LIVE REVIEW: Austin City Limits Music Festival – Day 1
Day 1 of the 10th Annual Austin City Limits Music Festival may have started late for me but it was anything but short. Taking the main stage at 4:30 was OutKast’s crunker half, Big Boi.
The last time I tried to see Big Boi was at Outside Lands, where he ended up not even performing at all. Needless to say, I wasn’t expecting much when he took the stage but felt almost vindicated by the time he left. Running through the biggest hits from OutKast as well as new songs from his solo debut, Sir Lucious Left Foot: The Son of Chico Dusty, Big Boi was deft in his rhymes and quick with his feet, working the stage to the its absolute limits.
I managed to stop by Cold War Kids’ set at the Honda Stage and catch a few songs, including their big hit, “Hang Me Out To Dry.” The sound was impressive, given how near other stages were. As soon as you crossed a little bit past the beer vendors, all noise from the nearby Austin Ventures Stage became muffled as the Kids grooved through the late afternoon heat. Foster the People was next for me at the Google+ Stage.
It could’ve been the sheer amount of people, movement, and talking but the Google+ Stage seemed to stay relatively quiet until the blinding Bright Lights took the stage. Foster the People played well and even adapted some of the slowed-down grooves of The Hood Internet’s mash-up as they played “Pumped Up Kicks”, but many festivalgoers probably weren’t attentive enough to hear it.
A stage that really had the right idea on setup was the Vista Equity Stage. Covered by a tent, yet still very cool, the setting was perfect for the soulful Charles Bradley. The Screaming Eagle of Soul and his band played a masterful set, covering Neil Young’s “Heart of Gold” as well as hits from his debut, No Time For Dreaming. His James Brown medley was hot; as Bradley gyrated and danced, the audience took his cue and also boogied.
That kind of funk shares its roots in what Nas and Damian Marley were playing at the main stage. As the sun was setting, the duo rapped and grooved through an effortless reggae set. With the cover to Distant Relatives as the backdrop, the duo mixed hip-hop and reggae in an effortless flow of words and rhythm.

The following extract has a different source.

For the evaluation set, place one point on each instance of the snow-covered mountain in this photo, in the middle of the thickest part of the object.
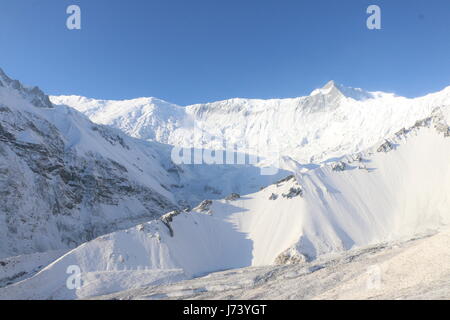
(391, 192)
(332, 122)
(65, 180)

I finally had my first meal at ACL from Wahoo’s Fish Tacos. Despite the ridiculous name, the blackened fish tacos I had and the chicken taquitos (with queso) were pretty good! Then it was back to the Vista Equity Stage for the legendary Mavis Staples.
As Mavis says, she and her family have been in the business for over sixty years; they’ve helped inspire artists and change the very foundation of music. Staples shows no sign of stopping either, powering through a wide variety of material and ending her set with the Staples Sisters hit, “I’ll Take You There.”
The night soon took me to the main stage for the main event, Kanye West. I know he’s an asshole; hell, he does too, as he led us in a toast to them at the end of his set but damn, does he put on a good show.
Complete with Grecian backdrop and an army of dancers, Yeezy cycled through three acts, sprinkling past hits with new material, including the epic “Runaway.” By the time his set ended, he’d gone over, started “All of the Lights” over once, thanked his entire stage crew and still tried to “talk his shit.”
Leaving ACL, I headed straight to La Zona Rosa for the first aftershow of the fest. Chiddy Bang got the crowd dancing with songs like “Here We Go” from their Preview EP. The duo was tight, with drummer Noah Beresin legitimately announcing songs and repping the artist who’ve helped Chiddy Bang take off from their college years at Drexel.
The night ended with a spectacular set from Skrillex, including massive amounts of strobe and just as many pool inflatables to throw around. Fans could be seen carrying beach balls and pool floats after the show as souvenirs of a great first day.